Schematic diagrams of various molecules and signaling pathways associated with AWPPH in human cancers

Additionally, a number of studies revealed that AWPPH could act as a key competing endogenous RNA (ceRNA) or sponge for miRNAs to regulate the initiation, development, and chemoresistance of cancer. For example, in gastric cancer, Bu et al. demonstrated that AWPPH promotes cell proliferation and tumorigenesis by regulating miR-497/NTRK3 axis [24]. Recently, miR-128-3p was confirmed as a target of AWPPH in ovarian cancer by Zhu et al. [23]. In NSCLC, Wu et al. found that AWPPH could directly interacted with miR-204 and functioned as a ceRNA, thus regulating the expression of CDK6 [13]. Furthermore, AWPPH functioned as a ceRNA to promote malignant progression of human cancers through competitive sponging of miR-93-3p in osteosarcoma [28], miR-802 in melanoma [41], miR-206 in CRC [18], miR-1224-5p in glioblastoma [42] and miR-513a-5p in CCRCC [43].

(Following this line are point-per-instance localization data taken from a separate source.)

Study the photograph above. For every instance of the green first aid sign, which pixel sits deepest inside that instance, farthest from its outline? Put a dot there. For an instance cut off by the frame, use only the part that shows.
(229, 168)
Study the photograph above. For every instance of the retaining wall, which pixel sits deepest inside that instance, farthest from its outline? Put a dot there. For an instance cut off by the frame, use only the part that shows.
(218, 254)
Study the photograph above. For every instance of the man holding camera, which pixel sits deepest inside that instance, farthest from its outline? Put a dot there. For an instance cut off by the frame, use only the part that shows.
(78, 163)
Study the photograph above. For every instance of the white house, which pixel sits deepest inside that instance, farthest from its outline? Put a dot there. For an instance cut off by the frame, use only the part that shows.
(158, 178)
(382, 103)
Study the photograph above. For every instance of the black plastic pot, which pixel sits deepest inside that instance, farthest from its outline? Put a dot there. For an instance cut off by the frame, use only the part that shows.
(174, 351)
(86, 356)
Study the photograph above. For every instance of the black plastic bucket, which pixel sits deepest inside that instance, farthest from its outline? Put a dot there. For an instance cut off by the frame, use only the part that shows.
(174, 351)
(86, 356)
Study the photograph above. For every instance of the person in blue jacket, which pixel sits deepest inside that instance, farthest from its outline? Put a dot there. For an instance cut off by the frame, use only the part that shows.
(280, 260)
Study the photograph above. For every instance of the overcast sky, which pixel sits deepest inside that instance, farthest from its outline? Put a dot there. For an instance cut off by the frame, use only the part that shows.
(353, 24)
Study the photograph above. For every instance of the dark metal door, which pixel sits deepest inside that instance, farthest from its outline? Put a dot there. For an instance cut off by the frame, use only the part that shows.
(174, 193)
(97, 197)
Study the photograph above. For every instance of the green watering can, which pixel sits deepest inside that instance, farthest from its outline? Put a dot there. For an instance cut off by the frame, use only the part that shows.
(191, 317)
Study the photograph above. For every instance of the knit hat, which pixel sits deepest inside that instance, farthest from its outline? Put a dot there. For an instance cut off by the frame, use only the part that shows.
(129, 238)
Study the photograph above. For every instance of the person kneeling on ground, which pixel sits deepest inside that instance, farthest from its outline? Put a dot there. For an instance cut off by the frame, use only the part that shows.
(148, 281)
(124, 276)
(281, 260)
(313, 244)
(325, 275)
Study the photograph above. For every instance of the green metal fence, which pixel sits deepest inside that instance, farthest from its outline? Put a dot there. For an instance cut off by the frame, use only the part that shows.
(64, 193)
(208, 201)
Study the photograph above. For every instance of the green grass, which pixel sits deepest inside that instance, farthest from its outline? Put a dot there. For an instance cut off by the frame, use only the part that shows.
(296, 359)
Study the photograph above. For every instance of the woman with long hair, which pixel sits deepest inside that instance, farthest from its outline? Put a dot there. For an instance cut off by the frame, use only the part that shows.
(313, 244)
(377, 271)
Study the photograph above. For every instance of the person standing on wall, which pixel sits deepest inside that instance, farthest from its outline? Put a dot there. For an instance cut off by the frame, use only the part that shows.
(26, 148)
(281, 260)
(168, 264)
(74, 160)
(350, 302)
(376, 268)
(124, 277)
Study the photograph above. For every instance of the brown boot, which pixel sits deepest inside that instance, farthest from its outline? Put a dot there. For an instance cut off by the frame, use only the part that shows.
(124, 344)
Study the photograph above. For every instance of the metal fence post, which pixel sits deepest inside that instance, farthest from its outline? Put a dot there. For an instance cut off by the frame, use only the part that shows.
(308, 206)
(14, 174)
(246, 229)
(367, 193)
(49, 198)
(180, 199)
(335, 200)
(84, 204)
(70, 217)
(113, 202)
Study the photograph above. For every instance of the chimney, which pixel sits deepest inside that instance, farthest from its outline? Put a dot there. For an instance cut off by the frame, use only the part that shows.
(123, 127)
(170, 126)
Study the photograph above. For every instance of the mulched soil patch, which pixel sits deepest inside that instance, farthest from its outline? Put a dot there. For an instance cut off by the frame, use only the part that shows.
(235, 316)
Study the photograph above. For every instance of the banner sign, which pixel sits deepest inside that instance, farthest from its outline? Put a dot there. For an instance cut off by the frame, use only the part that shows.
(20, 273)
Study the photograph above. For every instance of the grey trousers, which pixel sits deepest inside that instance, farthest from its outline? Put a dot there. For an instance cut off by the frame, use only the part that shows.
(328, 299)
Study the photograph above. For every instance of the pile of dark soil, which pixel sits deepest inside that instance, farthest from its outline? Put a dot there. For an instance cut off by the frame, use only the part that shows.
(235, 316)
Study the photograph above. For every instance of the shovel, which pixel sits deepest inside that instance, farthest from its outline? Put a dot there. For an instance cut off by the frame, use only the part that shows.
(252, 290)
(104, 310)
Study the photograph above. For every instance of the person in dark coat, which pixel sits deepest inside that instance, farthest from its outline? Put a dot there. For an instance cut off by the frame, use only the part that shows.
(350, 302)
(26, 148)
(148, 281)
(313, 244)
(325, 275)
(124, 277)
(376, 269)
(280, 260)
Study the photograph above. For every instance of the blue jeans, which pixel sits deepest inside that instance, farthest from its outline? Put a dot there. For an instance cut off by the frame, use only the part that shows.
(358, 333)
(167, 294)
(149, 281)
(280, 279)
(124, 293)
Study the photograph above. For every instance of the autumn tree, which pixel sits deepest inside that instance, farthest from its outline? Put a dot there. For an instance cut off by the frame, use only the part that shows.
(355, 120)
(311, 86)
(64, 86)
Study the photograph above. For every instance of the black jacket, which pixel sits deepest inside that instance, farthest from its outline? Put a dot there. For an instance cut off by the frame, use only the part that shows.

Nevertheless, several limitations to this meta-analysis should be taken into account. First, all included studies were performed in the population from China, which may limit the applicability of our results for other ethnic population. Second, the cut-off values were lack of uniform standard in different types of cancer, which may result in some heterogeneity and affect the results of the study. Third, some of the HRs were calculated based on data extracted from the survival curves, which may not be very accurate and result in a calculation bias.

Conclusion

To conclude, this meta-analysis revealed that AWPPH expression level served as a prognostic indicator in multiple cancers in the Chinese population. Higher expression of AWPPH was significantly associated with poorer overall survival in patients with cancers and correlated with advanced TNM stage, higher risk of LNM and MVI, and bigger tumor size. Ultimately, more high-quality studies were required to certify clinical utility of AWPPH in cancers.